Perasaan mengantuk lansia di siang hari, sangat mengantuk sebanyak

4 responden (6,2%), lumayan mengantuk sebanyak 39 responden (60,0%),

sedikit mengantuk sebanyak 20 responden, tidak mengantuk sebanyak 2

responden. Data tersebut menunjukan mayoritas responden di Panti Sosial

Tresna Werdha Nirwana Puri Samarinda perasaan mengantuk disiang hari,

lumayan mengantuk.

53
Lansia merasa mengantuk di siang hari karena kurang aktivitas pada

siang hari dan tidak adanya aktivitas yang rutin. Hal ini menyebabkan lansia

sering tidur pada siang hari karena tidak ada aktivitas yang harus dikerjakan.

Hal ini di dukung penelitian yang di lakukan oleh Oliveira yang menyatakan

bahwa lansia yang mengalami tidur siang hari yang panjang disebabkan

karena kurang adanya aktivitas di siang hari dan tidak adannya stimulus

kegiatan yang rutinitas (Oliveira, 2010).

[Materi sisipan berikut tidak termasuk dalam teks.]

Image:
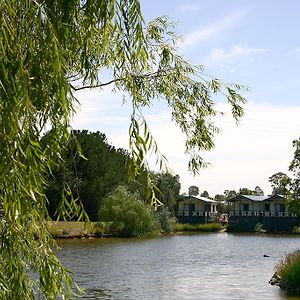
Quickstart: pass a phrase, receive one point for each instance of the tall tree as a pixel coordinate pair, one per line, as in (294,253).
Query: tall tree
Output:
(205,194)
(168,186)
(49,50)
(293,184)
(193,190)
(258,191)
(93,175)
(278,182)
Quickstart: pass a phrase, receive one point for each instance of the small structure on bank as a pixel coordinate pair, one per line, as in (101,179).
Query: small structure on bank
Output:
(196,210)
(271,212)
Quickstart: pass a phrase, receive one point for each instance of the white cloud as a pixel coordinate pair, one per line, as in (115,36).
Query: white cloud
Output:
(245,155)
(189,7)
(236,52)
(212,30)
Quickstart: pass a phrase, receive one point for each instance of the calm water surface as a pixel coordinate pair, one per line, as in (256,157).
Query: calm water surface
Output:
(207,266)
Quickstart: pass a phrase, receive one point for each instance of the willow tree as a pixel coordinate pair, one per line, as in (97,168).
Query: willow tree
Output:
(48,50)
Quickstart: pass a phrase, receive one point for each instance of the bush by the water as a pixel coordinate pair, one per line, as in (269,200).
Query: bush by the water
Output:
(288,271)
(210,227)
(128,214)
(163,217)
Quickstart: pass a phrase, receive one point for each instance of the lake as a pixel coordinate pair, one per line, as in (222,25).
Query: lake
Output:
(198,266)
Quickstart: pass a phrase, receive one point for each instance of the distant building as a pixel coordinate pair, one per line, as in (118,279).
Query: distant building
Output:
(196,210)
(246,211)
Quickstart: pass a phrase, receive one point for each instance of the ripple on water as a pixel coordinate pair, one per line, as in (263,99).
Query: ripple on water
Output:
(206,266)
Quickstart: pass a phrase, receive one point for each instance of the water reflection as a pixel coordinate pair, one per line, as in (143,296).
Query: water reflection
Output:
(207,266)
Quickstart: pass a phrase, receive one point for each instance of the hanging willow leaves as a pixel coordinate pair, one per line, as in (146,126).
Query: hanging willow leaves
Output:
(49,49)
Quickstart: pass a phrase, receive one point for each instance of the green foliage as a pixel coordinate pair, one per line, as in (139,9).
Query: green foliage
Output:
(209,227)
(292,185)
(92,175)
(278,182)
(288,270)
(128,214)
(163,216)
(168,188)
(193,190)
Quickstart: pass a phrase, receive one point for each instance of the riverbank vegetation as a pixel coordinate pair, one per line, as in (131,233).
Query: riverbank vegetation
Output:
(288,272)
(54,50)
(210,227)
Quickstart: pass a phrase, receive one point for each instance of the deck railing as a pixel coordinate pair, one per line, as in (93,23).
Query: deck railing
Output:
(195,213)
(255,213)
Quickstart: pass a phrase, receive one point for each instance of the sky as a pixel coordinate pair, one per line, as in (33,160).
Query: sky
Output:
(254,43)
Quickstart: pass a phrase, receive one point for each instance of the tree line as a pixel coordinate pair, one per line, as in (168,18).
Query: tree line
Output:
(97,169)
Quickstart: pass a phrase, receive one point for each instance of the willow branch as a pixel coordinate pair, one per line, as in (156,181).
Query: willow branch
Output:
(156,74)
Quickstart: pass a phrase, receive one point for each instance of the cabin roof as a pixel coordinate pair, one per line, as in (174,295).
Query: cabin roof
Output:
(198,198)
(256,198)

5.5 Keterbatasan Penelitian

Penelitian ini memiliki keterbatasan yang memerlukan perbaikan dan

pengembangan untuk penelitian selanjutnya. Keterbatasan dalam penelitian ini

yaitu, peneliti merasa kesulitan dalam melakukan pengumpulan data dalam bentuk

kuesioner (sejumlah pertanyaan ditujukan langsung ke responden karena banyak

lansia tidak mengerti cara mengisi kuesioner tersebut). Keterbatasan lainya adalah

dalam berkomunikasi karena sebagian besar reponden berbahasa Jawa, sehingga

peneliti merasa kesulitan saat berkomunikasi dengan responden.